= Low Brass Concerto =

The Low Brass Concerto is a concerto by American composer Jennifer Higdon for four solos, low brass instruments, and orchestra. The work was commissioned by the Chicago Symphony Orchestra for its renowned low brass section and co-commissioned by the Baltimore Symphony Orchestra and the Philadelphia Orchestra. It was composed in 2017 and was first performed by the Chicago Symphony Orchestra under the direction of Riccardo Muti on February 1, 2018.

==Composition==
The Low Brass Concerto is cast in one continuous movement in alternating slow and fast sections. It has a performance duration of approximately 17 minutes.

===Instrumentation===
The low brass soloists consist of two tenor trombones, a bass trombone, and a tuba. They are accompanied by a large orchestra consisting of two flutes, two oboes, clarinet, bass clarinet, bassoon, contrabassoon, four horns, three trumpets, timpani, percussion, and strings.

==Reception==
Reviewing the world premiere, John von Rhein of the Chicago Tribune wrote, "The new work harnesses the signature strength of [the CSO's low brass section] in imaginative ways that allow them to function as a unit, duo, trio and individual voices, before her 17-minute, single-movement concerto charges to a rousing close." He added, "This is a big-shouldered Chicago brass blowout if there ever was one — beautiful, accessible, inventive, impeccably crafted — drawing not so much on its muscular might as on its ability, less often recognized, to play softly and lyrically." Hedy Weiss of the Chicago Sun-Times similarly described the concerto as a "wonderfully accessible, richly melodic new work — one propelled by exhilarating rhythms, vibrant orchestral color, and an ingenious use of strings, woodwinds and percussion."

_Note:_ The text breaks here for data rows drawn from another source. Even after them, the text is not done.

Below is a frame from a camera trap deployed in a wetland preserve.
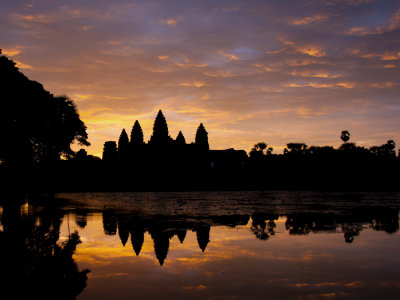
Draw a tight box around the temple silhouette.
[103,110,248,169]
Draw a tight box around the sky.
[0,0,400,156]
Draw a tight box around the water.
[0,191,400,300]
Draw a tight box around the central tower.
[149,109,171,146]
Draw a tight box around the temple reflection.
[93,207,399,266]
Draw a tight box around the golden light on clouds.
[297,46,326,57]
[291,15,329,25]
[0,0,400,154]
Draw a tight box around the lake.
[0,191,400,300]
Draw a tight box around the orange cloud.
[369,81,397,89]
[297,46,326,57]
[180,81,205,87]
[218,50,239,60]
[291,15,329,25]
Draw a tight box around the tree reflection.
[0,199,89,299]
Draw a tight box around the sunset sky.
[0,0,400,156]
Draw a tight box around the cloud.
[218,50,239,60]
[0,0,400,153]
[291,15,329,25]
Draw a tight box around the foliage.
[0,51,90,165]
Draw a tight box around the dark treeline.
[0,51,400,191]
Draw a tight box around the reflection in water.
[0,198,89,299]
[0,193,400,300]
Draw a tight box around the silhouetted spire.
[118,218,129,247]
[175,131,186,145]
[131,120,144,145]
[103,141,117,161]
[177,229,186,244]
[103,211,117,235]
[195,123,210,150]
[196,226,210,252]
[151,232,169,266]
[131,230,144,256]
[150,110,171,145]
[118,129,129,158]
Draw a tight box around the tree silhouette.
[284,143,308,154]
[195,123,210,150]
[150,110,171,145]
[0,51,90,165]
[103,141,118,161]
[340,130,350,143]
[131,120,144,145]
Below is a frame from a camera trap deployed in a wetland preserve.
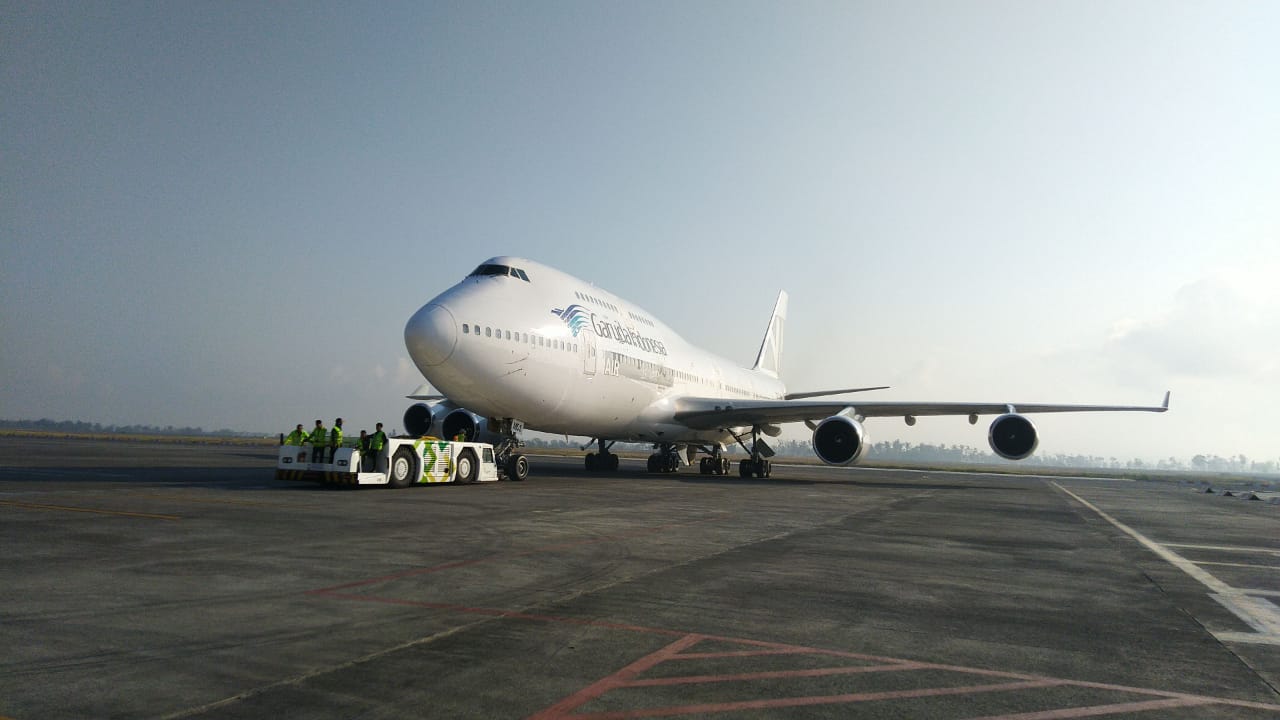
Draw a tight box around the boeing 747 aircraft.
[404,256,1169,479]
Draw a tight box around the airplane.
[404,256,1169,479]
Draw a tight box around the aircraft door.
[581,332,598,378]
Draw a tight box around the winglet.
[751,290,787,378]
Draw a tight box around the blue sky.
[0,1,1280,459]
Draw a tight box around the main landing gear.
[648,442,680,473]
[585,438,618,473]
[490,418,529,482]
[733,425,773,478]
[698,443,733,475]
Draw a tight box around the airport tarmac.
[0,438,1280,720]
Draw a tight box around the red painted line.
[529,635,703,720]
[550,680,1064,720]
[626,662,924,688]
[308,591,1280,717]
[306,512,730,594]
[972,697,1216,720]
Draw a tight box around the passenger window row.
[462,323,577,352]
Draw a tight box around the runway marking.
[1196,560,1280,570]
[972,697,1210,720]
[0,500,182,520]
[1050,482,1280,644]
[517,633,1280,720]
[1161,542,1280,555]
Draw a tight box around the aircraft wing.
[673,392,1169,429]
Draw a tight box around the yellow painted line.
[0,500,182,520]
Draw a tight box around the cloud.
[1102,266,1280,380]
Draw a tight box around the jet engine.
[404,400,504,445]
[987,413,1039,460]
[404,402,435,437]
[813,415,867,465]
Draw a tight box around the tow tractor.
[275,437,506,488]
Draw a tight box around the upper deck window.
[467,263,529,282]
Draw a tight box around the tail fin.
[751,290,787,378]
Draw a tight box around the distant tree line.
[526,437,1280,474]
[0,418,262,437]
[0,418,1280,474]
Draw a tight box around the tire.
[507,454,529,483]
[387,447,417,489]
[453,448,480,484]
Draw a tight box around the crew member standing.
[329,418,342,462]
[369,423,387,473]
[311,420,329,462]
[284,423,307,445]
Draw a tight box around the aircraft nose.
[404,302,458,374]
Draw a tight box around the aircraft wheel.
[388,447,417,488]
[453,450,480,484]
[507,454,529,482]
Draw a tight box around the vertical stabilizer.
[751,290,787,378]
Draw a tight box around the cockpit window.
[467,263,529,282]
[467,265,511,278]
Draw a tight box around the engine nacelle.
[440,409,485,441]
[813,415,867,465]
[404,402,435,437]
[987,414,1039,460]
[404,400,504,445]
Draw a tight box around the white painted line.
[1165,542,1280,555]
[1213,633,1280,646]
[1050,482,1280,644]
[1196,560,1280,570]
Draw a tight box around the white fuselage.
[404,252,785,443]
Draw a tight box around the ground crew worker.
[311,420,329,462]
[369,423,387,473]
[329,418,342,462]
[284,423,307,445]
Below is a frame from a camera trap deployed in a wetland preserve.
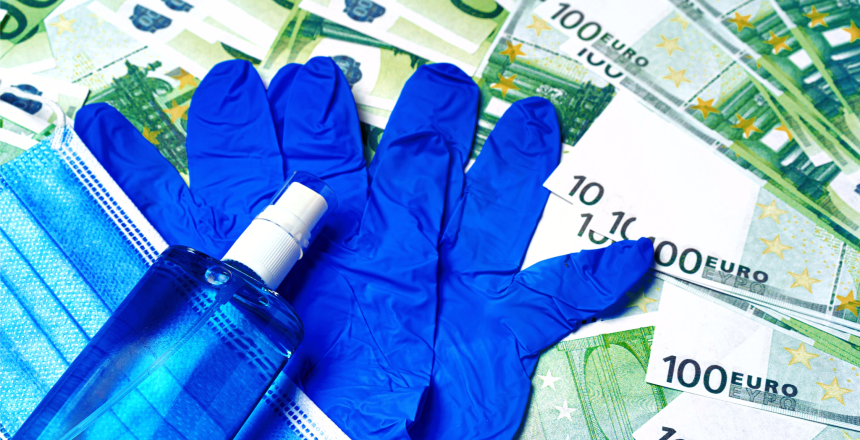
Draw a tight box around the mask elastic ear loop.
[0,86,67,150]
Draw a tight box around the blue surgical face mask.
[0,123,166,437]
[0,91,345,439]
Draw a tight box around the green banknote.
[299,0,509,75]
[0,69,89,141]
[88,0,291,78]
[672,0,860,155]
[474,2,615,155]
[536,0,860,249]
[519,327,680,440]
[633,393,860,440]
[40,1,199,176]
[258,8,428,111]
[0,23,57,73]
[0,128,39,165]
[312,0,615,157]
[544,90,860,335]
[646,283,860,430]
[0,0,62,57]
[773,0,860,148]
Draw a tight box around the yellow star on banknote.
[765,31,791,55]
[782,342,819,370]
[526,15,552,37]
[669,12,690,31]
[756,200,788,224]
[803,6,830,28]
[759,234,794,260]
[164,101,189,123]
[663,66,691,89]
[48,14,78,35]
[656,35,684,56]
[499,40,526,63]
[726,12,755,32]
[816,377,854,405]
[774,125,794,141]
[490,73,520,98]
[842,20,860,43]
[732,114,761,139]
[142,127,161,145]
[835,290,860,316]
[690,96,720,119]
[170,68,198,90]
[788,268,821,293]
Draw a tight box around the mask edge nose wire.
[0,86,66,150]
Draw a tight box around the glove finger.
[75,104,230,255]
[186,60,285,223]
[361,64,479,253]
[443,98,561,288]
[266,63,302,148]
[498,237,654,362]
[276,57,367,241]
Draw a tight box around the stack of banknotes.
[5,0,860,440]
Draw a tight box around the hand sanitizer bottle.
[14,173,337,440]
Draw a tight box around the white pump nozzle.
[223,173,337,289]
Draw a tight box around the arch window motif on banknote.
[343,0,385,23]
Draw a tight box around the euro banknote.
[768,1,860,147]
[633,393,860,440]
[258,8,429,111]
[88,0,289,78]
[0,0,62,57]
[299,0,509,75]
[0,128,39,165]
[510,320,680,440]
[646,283,860,430]
[671,0,860,153]
[545,91,860,334]
[535,1,860,251]
[340,3,616,157]
[474,1,616,155]
[40,0,199,180]
[0,68,89,141]
[0,23,57,73]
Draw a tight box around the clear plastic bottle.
[14,173,337,440]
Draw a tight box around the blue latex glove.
[75,58,478,438]
[409,98,653,439]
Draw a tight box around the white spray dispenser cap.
[223,171,337,289]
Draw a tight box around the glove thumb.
[499,238,654,360]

Despite lauding the concerto, Lawrence A. Johnson of the Chicago Classical Review was more critical of the piece, noting, "It's probably a good thing that the concerto feels too short rather than too long. If there is a complaint, one wishes there were more standout solo opportunities for each of the four players." He added, "Granted, in a work this short, there's not a lot of space for four players to chart their varied paths. (The premiere performance ran 20 minutes, slightly longer than the 15 to 17 minutes indicated in the score.) Perhaps some revision and judicious expansion to Higdon's likable concerto might allow each of the four soloists to stand out more and differentiate their instruments more than is currently the case." This criticism was shared by David Patrick Stearns of The Philadelphia Inquirer, who remarked, "So the concerto isn't exactly written for four players, but for four players acting more or less as a single entity. Mostly. Individual instruments occasionally pop out in solos or duets. Thus, the foursome has many lyrical and dramatic possibilities of any concerto soloist, though not the agility that one associates with, say, a violinist who leaps into the ozone during the cadenza."